5. Virus temporal dynamics/structure (lines 205-223 and Suppl Figure 6): I suggest explaining in the main text what authors mean with "temporal dynamics" or "temporal structure." My understanding is that the root-to-tip distance in phylogenetic trees reflects the number of substitutions in a lineage. Why would this be related to sampling times? I believe you would expect a strong dependency between root-to-tip distances and sampling times if, within each lineage, substitution rates accrued with time and did not depend on other factors. However, at least across mammal lineages, we know that this is not the case because life-history traits, mutation rate modifiers, and effective population sizes are thought to drive variation in the root-to-tip distances across lineages. I wonder if this also applies to viruses. On a related note, even considering this relationship between root-to-tip distances and sampling time to be perfect, I am not sure how it informs about temporal dynamics or temporal structure. Unless this is something well established in the field, I would suggest explaining the rationale behind this analysis. My understanding is that other types of analysis would better characterize the temporal structure. For instance, wouldn't an ADMIXTURE or STRUCTURE analysis be a better choice to characterize temporal structure? Or alternatively, using phylogenetic trees, wouldn't it be better to use the pattern of lineage clustering as an indication for temporal structure (i.e., when lineages from the same time transect cluster together)? Additionally, I strongly suggest the authors further discuss their results in their manuscript. For instance, what does it mean that the HBV does not have a temporal structure while B19V has one? What does it mean that genotype A has a stronger temporal signal than all HBV genotypes together? What does this analysis say about the HBV and B19V lineages found in these human remains in relation to others from the Americas and Africa?

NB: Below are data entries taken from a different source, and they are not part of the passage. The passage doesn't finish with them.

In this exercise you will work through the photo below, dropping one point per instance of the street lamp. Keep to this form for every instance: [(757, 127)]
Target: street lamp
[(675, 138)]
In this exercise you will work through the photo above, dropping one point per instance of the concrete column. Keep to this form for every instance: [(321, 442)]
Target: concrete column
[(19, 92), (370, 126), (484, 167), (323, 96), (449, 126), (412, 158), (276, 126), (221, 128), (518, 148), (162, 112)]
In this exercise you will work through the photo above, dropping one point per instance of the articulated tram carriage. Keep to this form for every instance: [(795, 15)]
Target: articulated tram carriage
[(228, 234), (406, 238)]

6. I appreciate the paragraph starting at the end of page 15 that explains the introduction of these pathogens is a consequence of the slave trade and not the African peoples themselves. All aDNA studies would benefit from this type of observation that prevents both the misinterpretation of the research results and the stigmatization of the human subjects/communities involved.

Reviewer #2:

In this paper, Guzman-Solis and colleagues present a study of the host genetic origins, and selected viral pathogens, of a group of individuals buried in two cemeteries soon after the arrival of European colonisers in Mexico. The paper provides an important insight into the health of people who are often little thought of in conversations about disease brought by European colonisers to the Americas: enslaved and forcibly transported Africans and their descendants. They identify three individuals with parvovirus B19 infections and one person infected with hepatitis B virus. These viruses have been notoriously difficult to accurately date using molecular clock analysis of modern, circulating strains, and thus direct ancient DNA evidence is a very important way of identifying these viral pathogens (which do not leave obvious palaeopathological traces) and dating important events in their evolution and spread.

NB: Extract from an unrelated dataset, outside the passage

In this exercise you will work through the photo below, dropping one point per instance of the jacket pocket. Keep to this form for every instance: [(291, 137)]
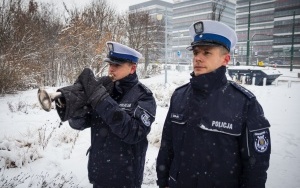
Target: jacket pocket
[(173, 178)]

This paper also presents an example of how to ask questions about infectious disease in the past, and shows the difficulty of trying to identify historical or ancient pathogens even where palaeopathological and written records exist. The authors include much discussion of cocoliztli (what is in the historical record, what theories have been proposed) but this paper is not really an answer to which pathogen(s) caused cocoliztli or whether the individuals studied died of cocoliztli. Ancient DNA studies of infectious diseases are always affected by our current limitations of studying only pathogens with a DNA genome (or a partial DNA stage of their life cycle). Whereas many hypotheses about cocoliztli suggest it was caused by an RNA virus, which would not preserve well in human remains over hundreds of years. The work of the authors points to a view that Europeans - and forcibly transported Africans - brought a package of diseases with them to the Americas. If cocoliztli is in fact a polymicrobial infection or a name for a series of independent epidemics, this will shape how ancient DNA studies of this period of time are conducted in future.

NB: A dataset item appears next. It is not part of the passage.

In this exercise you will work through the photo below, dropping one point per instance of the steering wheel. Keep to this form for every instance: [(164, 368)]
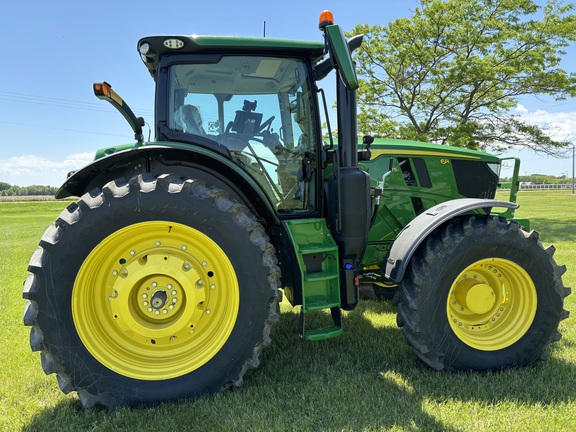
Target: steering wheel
[(266, 124)]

This work selected for individuals who were thought to be of African ancestry (by birth or recent genetic relationships) at one of the sites studied. Therefore it is not surprising that the authors find hepatitis B virus and parvovirus B19 strains which are today associated with African individuals, including in the admixed individual. While it is possible that the forced migration of African individuals to the Americas introduced these viruses to a naïve population, it is also possible that there were (and perhaps still are) local genotypes which have yet to be detected. Patchy modern sampling of these viruses in the Americas today makes the authors' jobs harder. With such a small sample size, partially biased by design towards Africans, this study can't shed much light on whether HBV and B19V were already in the Americas before the arrival of European colonisers or not.

I think this should be published in eLife. It's an important contribution to the growing field of ancient viral DNA, and focuses on an exciting period of time and of the world that has been somewhat neglected. I thought the paper had an excellent methods section in particular, very detailed.

The authors don't mention whether bacterial pathogens were also found – I respect that the authors may want to publish such findings elsewhere (if applicable) but I would like the authors to be honest about this – especially as paratyphi has been found associated with remains from C16 Mexico. This is also important to discuss as the authors hint at polymicrobial causes cocoliztli (either within the same host, or circulating at the same time as co/multi-epidemics).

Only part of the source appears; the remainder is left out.